Les Mauves ont décroché une victoire étriquée et Mbokani a encore été un des grands artisans du succès


BEVEREN Une semaine après un match difficile face au Standard, Anderlecht se devait de réagir. Si les choses ont été loin d'être faciles, le calme et la patience des Bruxellois auront fini par payer. Mentions spéciales à Kanu, auteur du but de la victoire et au revenant Mbokani, qui a à nouveau fait parler toute sa vista devant les buts.

"J'adore les pichenettes. À l'entraînement, je ne fais que ça. Ici, j'ai vu que le gardien était un peu avancé alors j'ai essayé... et ça a marché", sourit l'avant des Mauves. Un Dieumerci qui n'a pas si mal digéré le retour à notre climat glacial après un bref passage par la CAN: "Je me sens vraiment à 100%. Je suis en forme et je sais que je peux marquer à tous les matches".

Silvio Proto était lui aussi satisfait mais pestait contre sa petite blessure au doigt. "Je me suis blessé lors de ma sortie en 1 contre 1. Je prends le ballon mais le joueur de Waasland shoote dans ma main", confie le portier anderlechtois. "Je suis content pour la victoire, mais ça m'énerve, je vais peut-être devoir rester sur la touche 2 à 3 semaines maintenant".

Jordan Remacle: "L'arbitre nous prive d'un but valable"

Du côté des joueurs de Waasland, c'est la soupe à la grimace.
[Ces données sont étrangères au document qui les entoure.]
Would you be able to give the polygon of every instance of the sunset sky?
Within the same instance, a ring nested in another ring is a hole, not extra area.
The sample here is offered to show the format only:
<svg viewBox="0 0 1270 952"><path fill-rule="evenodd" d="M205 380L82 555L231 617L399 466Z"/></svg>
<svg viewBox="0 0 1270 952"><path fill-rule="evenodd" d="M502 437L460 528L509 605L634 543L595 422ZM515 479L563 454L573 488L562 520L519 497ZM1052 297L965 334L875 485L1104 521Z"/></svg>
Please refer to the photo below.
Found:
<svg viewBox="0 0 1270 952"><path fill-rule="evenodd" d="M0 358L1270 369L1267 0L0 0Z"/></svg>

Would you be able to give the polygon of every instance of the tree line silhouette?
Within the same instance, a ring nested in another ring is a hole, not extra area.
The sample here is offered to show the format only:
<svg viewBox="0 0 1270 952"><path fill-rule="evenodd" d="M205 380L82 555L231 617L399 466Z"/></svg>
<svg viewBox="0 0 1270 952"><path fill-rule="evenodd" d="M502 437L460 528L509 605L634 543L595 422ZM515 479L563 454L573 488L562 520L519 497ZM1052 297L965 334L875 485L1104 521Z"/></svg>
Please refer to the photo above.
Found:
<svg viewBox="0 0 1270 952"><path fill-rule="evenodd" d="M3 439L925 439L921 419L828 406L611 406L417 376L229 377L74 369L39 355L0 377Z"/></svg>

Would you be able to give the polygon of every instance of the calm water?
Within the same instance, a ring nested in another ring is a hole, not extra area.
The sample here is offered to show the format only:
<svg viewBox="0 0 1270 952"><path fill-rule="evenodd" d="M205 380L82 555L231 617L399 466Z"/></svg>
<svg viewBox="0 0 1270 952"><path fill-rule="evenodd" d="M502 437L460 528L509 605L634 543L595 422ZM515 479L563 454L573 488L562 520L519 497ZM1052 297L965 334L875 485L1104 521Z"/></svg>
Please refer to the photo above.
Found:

Jusqu'à 10 minutes du terme, on pensait tenir en échec l'un des ogres du championnat. "C'est râlant parce qu'à 1-1, on marque un but qui aurait dû être validé. L'arbitre n'avait pas à stopper la phase car il n'y a pas faute sur Proto", assure Jordan Remacle.

Auteur du but d'ouverture pour Waasland, l'ancien ailier de La Gantoise et de l'OHL était très déçu:"Notre bonne prestation est ternie par cette défaite subie dans les dernières minutes. On avait besoin de ces 3 points pour le maintien".

De quoi tirer la sonnette d'alarme pour autant ? Pas du tout, selon Jordan Remacle. "La mentalité est très bonne et il y a suffisamment de qualité dans le groupe pour se maintenir en D1. D'un point de vue personnel, je me sens bien. La confiance, c'est 85% d'un joueur de foot, et ici, avec Glen De Boeck, ça se passe bien. Je reviens tout doucement à mon meilleur niveau".